The stories they heard about the boat evacuation in those days after the attacks were tales of historic proportion. More than one hundred private and commercial boat operators stepped up to help evacuate as many as 500,000 people who were trapped on the south end of Manhattan. It was the biggest such effort in world history.
“Tugboats, dinner boats, sight-seeing boats, some private craft, and others, they worked over the course of about 10 hours, just making trip after trip after trip,” Kendra said. It started with boat operators who happened to be in New York Harbor when the attacks hit seeing people who needed to be evacuated. “Over time, the Coast Guard issued a call for all available boats to come to help out with the evacuation.”
The quick action of those boat operators, even though they were not officially organized, should inspire others should they find themselves in a disaster situation. “People really have more capacity than they think,” Wachtendorf said. “These mariners really looked for the ordinary in that extraordinary…because of that, they were able to envision something. Take this big, huge complicated event, and break it down into bite sized trunks and begin working at it.”

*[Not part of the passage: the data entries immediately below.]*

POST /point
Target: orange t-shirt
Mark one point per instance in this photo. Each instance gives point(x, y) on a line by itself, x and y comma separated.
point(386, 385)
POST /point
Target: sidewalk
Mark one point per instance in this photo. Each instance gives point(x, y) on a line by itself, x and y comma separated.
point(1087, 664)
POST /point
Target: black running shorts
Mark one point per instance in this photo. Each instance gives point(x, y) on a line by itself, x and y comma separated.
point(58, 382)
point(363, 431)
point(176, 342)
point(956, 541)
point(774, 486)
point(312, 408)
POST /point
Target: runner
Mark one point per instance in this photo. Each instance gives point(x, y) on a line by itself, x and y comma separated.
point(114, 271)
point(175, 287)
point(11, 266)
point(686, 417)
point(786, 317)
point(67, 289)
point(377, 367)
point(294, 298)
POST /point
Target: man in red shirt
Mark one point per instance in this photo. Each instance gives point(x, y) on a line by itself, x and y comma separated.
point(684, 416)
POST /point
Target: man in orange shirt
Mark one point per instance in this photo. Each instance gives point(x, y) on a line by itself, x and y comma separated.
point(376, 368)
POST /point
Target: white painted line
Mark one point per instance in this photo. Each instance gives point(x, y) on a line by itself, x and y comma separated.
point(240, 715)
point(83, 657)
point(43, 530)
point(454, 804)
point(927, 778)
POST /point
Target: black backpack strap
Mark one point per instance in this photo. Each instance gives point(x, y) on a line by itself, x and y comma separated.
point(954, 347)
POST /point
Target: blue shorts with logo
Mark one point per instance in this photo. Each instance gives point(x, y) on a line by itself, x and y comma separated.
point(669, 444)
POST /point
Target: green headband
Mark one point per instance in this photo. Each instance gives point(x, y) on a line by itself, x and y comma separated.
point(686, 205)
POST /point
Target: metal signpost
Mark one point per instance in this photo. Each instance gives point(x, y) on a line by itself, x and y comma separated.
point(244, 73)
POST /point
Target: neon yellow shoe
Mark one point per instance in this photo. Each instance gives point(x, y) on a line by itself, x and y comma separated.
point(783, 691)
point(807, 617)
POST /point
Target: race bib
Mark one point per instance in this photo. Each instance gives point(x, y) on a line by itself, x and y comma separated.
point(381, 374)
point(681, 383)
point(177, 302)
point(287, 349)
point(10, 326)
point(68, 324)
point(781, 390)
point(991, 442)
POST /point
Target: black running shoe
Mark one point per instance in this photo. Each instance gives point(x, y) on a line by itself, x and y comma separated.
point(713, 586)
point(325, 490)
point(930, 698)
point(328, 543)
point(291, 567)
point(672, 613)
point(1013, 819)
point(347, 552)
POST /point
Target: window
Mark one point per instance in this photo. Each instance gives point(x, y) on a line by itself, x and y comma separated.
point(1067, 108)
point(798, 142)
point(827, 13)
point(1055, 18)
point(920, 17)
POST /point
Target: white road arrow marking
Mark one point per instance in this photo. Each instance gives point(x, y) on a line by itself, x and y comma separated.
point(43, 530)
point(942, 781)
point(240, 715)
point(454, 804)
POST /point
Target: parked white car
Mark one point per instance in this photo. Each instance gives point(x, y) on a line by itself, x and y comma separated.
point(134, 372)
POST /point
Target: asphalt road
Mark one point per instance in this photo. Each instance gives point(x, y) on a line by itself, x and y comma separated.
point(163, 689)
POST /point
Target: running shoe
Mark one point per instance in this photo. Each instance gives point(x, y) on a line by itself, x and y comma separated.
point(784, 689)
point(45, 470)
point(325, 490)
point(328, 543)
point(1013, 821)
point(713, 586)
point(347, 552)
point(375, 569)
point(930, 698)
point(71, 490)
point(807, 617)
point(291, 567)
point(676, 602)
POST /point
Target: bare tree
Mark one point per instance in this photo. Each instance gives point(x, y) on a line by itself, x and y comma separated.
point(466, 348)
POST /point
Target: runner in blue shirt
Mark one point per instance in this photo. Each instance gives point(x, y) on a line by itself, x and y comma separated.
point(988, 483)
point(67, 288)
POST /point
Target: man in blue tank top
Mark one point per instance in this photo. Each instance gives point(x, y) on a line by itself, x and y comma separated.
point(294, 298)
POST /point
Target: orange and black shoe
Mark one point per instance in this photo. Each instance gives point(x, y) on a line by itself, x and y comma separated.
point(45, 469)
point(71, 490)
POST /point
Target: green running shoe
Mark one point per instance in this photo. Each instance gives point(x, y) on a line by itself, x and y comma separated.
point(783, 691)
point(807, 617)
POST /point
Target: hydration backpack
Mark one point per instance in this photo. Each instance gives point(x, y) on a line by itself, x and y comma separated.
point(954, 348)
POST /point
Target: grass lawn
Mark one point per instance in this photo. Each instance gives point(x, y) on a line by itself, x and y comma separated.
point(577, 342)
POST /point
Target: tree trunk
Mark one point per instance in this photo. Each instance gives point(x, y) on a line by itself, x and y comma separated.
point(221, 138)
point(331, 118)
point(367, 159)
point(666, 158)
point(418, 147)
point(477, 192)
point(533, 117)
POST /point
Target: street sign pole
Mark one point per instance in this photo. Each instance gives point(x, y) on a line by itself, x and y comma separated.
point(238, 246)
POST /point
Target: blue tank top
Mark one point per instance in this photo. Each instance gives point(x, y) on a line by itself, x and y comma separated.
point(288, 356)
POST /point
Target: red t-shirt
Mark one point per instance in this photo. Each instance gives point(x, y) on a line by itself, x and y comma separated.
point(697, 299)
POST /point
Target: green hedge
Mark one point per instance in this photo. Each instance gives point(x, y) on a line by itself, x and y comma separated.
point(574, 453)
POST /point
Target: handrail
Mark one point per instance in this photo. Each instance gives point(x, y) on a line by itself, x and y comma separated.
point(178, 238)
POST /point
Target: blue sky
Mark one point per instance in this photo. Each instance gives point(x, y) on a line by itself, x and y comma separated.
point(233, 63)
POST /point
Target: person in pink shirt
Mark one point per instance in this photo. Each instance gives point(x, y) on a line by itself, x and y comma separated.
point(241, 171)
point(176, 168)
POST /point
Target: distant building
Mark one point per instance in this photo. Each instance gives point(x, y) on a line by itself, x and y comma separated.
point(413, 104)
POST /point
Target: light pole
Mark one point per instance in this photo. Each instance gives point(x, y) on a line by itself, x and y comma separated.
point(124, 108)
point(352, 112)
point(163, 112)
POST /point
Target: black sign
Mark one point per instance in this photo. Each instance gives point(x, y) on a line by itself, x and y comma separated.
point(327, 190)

The evacuation effort also has lessons for emergency planners preparing for future disaster situations. “It tells us that there is definitely a place for what we would call civil society, that is, regular non-official kinds of involvement in disasters,” Kendra said. “Organizations need to be open to those opportunities that they might not have anticipated before hand,” Wachtendorf said. “Take advantage of those relationships like we saw on 9/11 between the harbor pilots and the Coast Guard and these private vessels,” she said.
The boat rescue remains a lesser told part of the massive response effort that happened that day 15 years ago. Wachtendorf hopes this new book will help shine a light on the historic nature of the boat evacuation of Manhattan. “It’s not uncommon for people to be surprised and say, ‘I never knew about that,'” Wachtendorf said. “It’s an important part of history to make its way into that larger story.”